6 Effects of Smoking While Breastfeeding

Around 25 percent of women in the US who are in the reproductive age use tobacco products like cigarettes, and majority of this number continue to smoke during pregnancy and after giving birth despite the fact that it can harm their own and their baby’s health.

Regardless the fact that the quantity of nicotine delivered through breastfeeding is higher than the amount of nicotine transferred during pregnancy, strong evidence suggests that infants still benefit from the milk of their mothers who smoke compared to those formula fed babies. This is the reason why mothers who can’t give up smoking are still encourage to breastfeed their babies.

However, the more you smoke, the higher the risks are for you and your baby’s health. If you can’t quit smoking, or really don’t want to give up smoking, it is better that you cut down your smoking for your baby’s sake. Below are the 6 risks of smoking while breastfeeding:

1. Early Weaning

Mothers who smoke are more likely to suffer from low milk production. This situation may later lead to early weaning. Mothers with low milk production may think that they have inadequate milk supply and will be less motivated to breastfeed their infants that may result to earlier weaning compared to those mothers who do not smoke.

2. Low Milk Production

Smoking does not only alter milk composition but as well as its production. Nicotine and other chemicals found in cigarette smoke affect how your body works during lactation resulting to low milk production. Mothers who smoke 5 to 10 cigarettes everyday may also experience difficulty in milk let-down.
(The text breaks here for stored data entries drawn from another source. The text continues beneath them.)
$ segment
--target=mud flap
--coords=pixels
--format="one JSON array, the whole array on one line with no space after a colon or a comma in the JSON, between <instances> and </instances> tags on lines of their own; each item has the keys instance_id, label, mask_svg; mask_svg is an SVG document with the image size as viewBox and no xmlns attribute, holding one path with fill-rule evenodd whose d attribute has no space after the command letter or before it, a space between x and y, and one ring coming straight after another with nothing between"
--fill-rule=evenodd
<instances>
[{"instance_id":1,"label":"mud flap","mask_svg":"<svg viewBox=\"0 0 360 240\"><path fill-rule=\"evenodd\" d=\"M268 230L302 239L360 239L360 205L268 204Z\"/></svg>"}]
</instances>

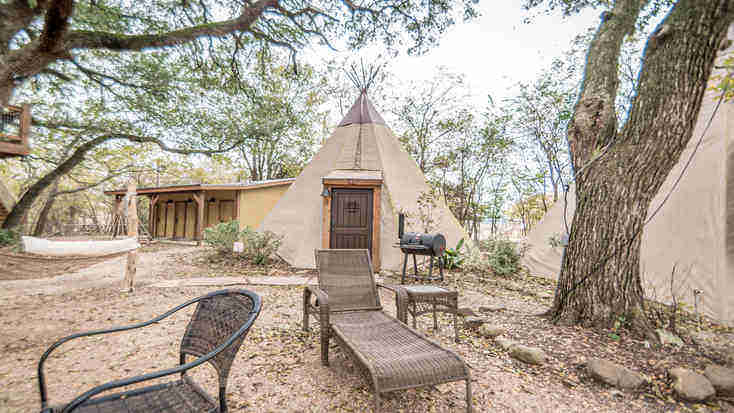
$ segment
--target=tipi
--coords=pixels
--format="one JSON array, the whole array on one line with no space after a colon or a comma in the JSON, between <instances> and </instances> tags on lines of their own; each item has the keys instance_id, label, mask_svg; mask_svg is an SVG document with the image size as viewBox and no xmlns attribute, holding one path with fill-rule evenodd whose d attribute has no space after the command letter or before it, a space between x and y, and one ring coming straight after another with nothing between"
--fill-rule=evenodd
<instances>
[{"instance_id":1,"label":"tipi","mask_svg":"<svg viewBox=\"0 0 734 413\"><path fill-rule=\"evenodd\" d=\"M729 38L734 38L734 25ZM719 58L731 53L734 47ZM723 74L716 69L712 78ZM670 193L643 231L640 269L648 298L669 303L675 294L692 310L734 325L734 102L721 102L716 109L718 104L716 93L707 92L688 148L650 205L648 216ZM523 261L532 274L558 277L563 247L551 246L549 239L560 238L571 226L574 195L571 188L566 200L561 197L528 234L530 249Z\"/></svg>"},{"instance_id":2,"label":"tipi","mask_svg":"<svg viewBox=\"0 0 734 413\"><path fill-rule=\"evenodd\" d=\"M294 267L314 268L316 248L367 248L375 270L397 270L403 257L395 246L398 213L416 217L418 197L428 191L363 89L260 228L285 236L278 254ZM432 232L443 234L448 246L468 239L445 202L437 204ZM422 228L409 224L406 231Z\"/></svg>"}]
</instances>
3. Low Levels of Prolactin

Smoking hinders the production of prolactin, the substance needed for milk synthesis to improve nutrient absorption in babies.

4. Low Iodine Level in Breastmilk

Iodine is important for infant’s thyroid functions. It was found out that mothers who smoke have lesser iodine content in their breast milk. Iodine deficiency in infants may lead to poor growth and other developmental issues.

5. Low Vitamin C

Heavy and long time smokers showed low milk production and inadequate amounts of Vitamin C in their breast milk. Low vitamin C level may lead to higher risk for colic, nausea, and diarrhea.

6. Higher Risk of SIDS

Infants who were exposed to secondhand smoke may develop several health issues. Babies with smoking mothers are more likely to develop pneumonia, allergies, bronchitis and in worst cases – SIDS or sudden infant death syndrome.

If you really can’t give up smoking, it is best that you cut down your daily cigarette consumption. You may also want to avoid smoking before breastfeeding your baby, or when the nicotine level in your body is at its peak. Likewise, try to stay away from smoking in the presence or near your baby (inside the house or in your car) to lessen second hand exposure. You may also want to change your clothes, wash your hands and face thoroughly before handling or breastfeeding your baby. In this manner, you can lessen the effect of smoking to your baby or better yet stay away from smoking as much as possible.